You cannot be friends with an ex boyfriend… PERIOD. No phone calls, no text-messages, no writing on or looking at his Facebook wall. What you want here is total detachment: the further you can get from seeing or hearing from your ex, the better off your situation will be. Why? Because your ex will wonder where you are, who you’re with, and whether or not he can still get you back. And most of all, your exboyfriend will miss you.
Tell your ex that you simply can’t continue a friendship when what you really want is a full-blown relationship. Walk away, wish him well, and leave on good terms. This will force your ex to take a good, hard, honest look at his existing relationship. He’ll compare it to what he could have with you, and he might even come running back to you out of fear of losing you for good.
Other Ways To Get Your Ex Boyfriend Back After a Breakup
When your ex is dating someone else, it can be an extremely stressful time. It’s easy to obsess over what’s going on in his life, and completely forget to live your own. The ironic part is that by living your life to the fullest, you actually become a whole lot more attractive to your ex boyfriend. The more fun you have, the more confidence you exhibit… the more your ex will see you as something to be desired, and not something to be left in his past.
Does My Ex Boyfriend Still Love Me Quiz
So he broke up with you… but he’s still sending you mixed signals. Sometimes he’s cold and indifferent, and other times your ex boyfriend is actually friendly. One minute he’s calling you up, the next he’s not even returning your messages. So what gives?
After a romance ends, it’s not always easy to know what’s going on. Guys can be very hard to read, especially if your ex is acting wishy-washy in his dealings with you. If you want to salvage the relationship and get your exboyfriend back, you’ll need to recognize the signs he still loves you:
1) What Kind of Contact Do You Have With Your Ex Boyfriend Right Now?
A) No contact at all, we haven’t talked or seen each other since the breakup.
B) I’ve tried calling my ex boyfriend but he won’t call me back.
C) I talk with my ex pretty regularly, and we call each other a lot.
D) We email or text-message each other sometimes, but that’s about it.
Answer A: Not hearing from your ex boyfriend is pretty common after a break up, so if this is the case don’t worry just yet.
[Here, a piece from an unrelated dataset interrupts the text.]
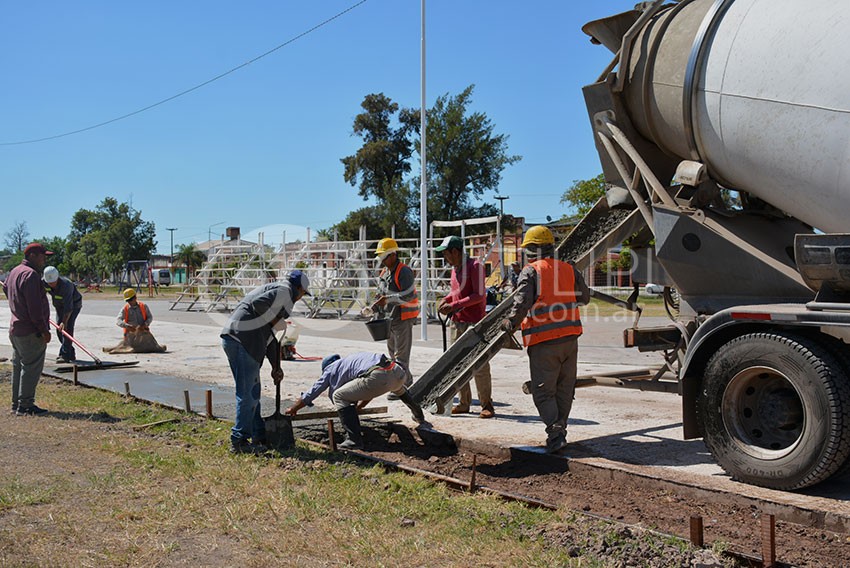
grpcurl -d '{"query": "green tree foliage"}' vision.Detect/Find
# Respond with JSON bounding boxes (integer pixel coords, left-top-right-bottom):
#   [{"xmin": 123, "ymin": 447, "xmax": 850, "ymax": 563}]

If you recently broke up, there could be a lot of reasons he’s avoiding you. Later on down the line however, you’ll need to reconnect. If it’s been more than six weeks after the breakup and you still haven’t heard from him, you’ll need to take a more proactive approach to getting him back.
Answer B: Never push or press your ex boyfriend for unwanted contact, especially if your breakup is recent. As time goes on there will be opportunities to reconnect, but for right now you don’t want to be leaving your ex messages or sending him letters. He’ll feel cornered, and may even think you’re stalking him.
Answer C: Speaking to your ex on a regular basis is a great sign your ex boyfriend still loves you. If he didn’t care or wanted the breakup to be permanent, he wouldn’t be making such contact. That said, be very careful not to fall into an unwanted ex boyfriend friendship. Making friends with your ex can lead to losing him very quickly, as it’s difficult if not almost impossible to make that transition from being friends back to being boyfriend and girlfriend.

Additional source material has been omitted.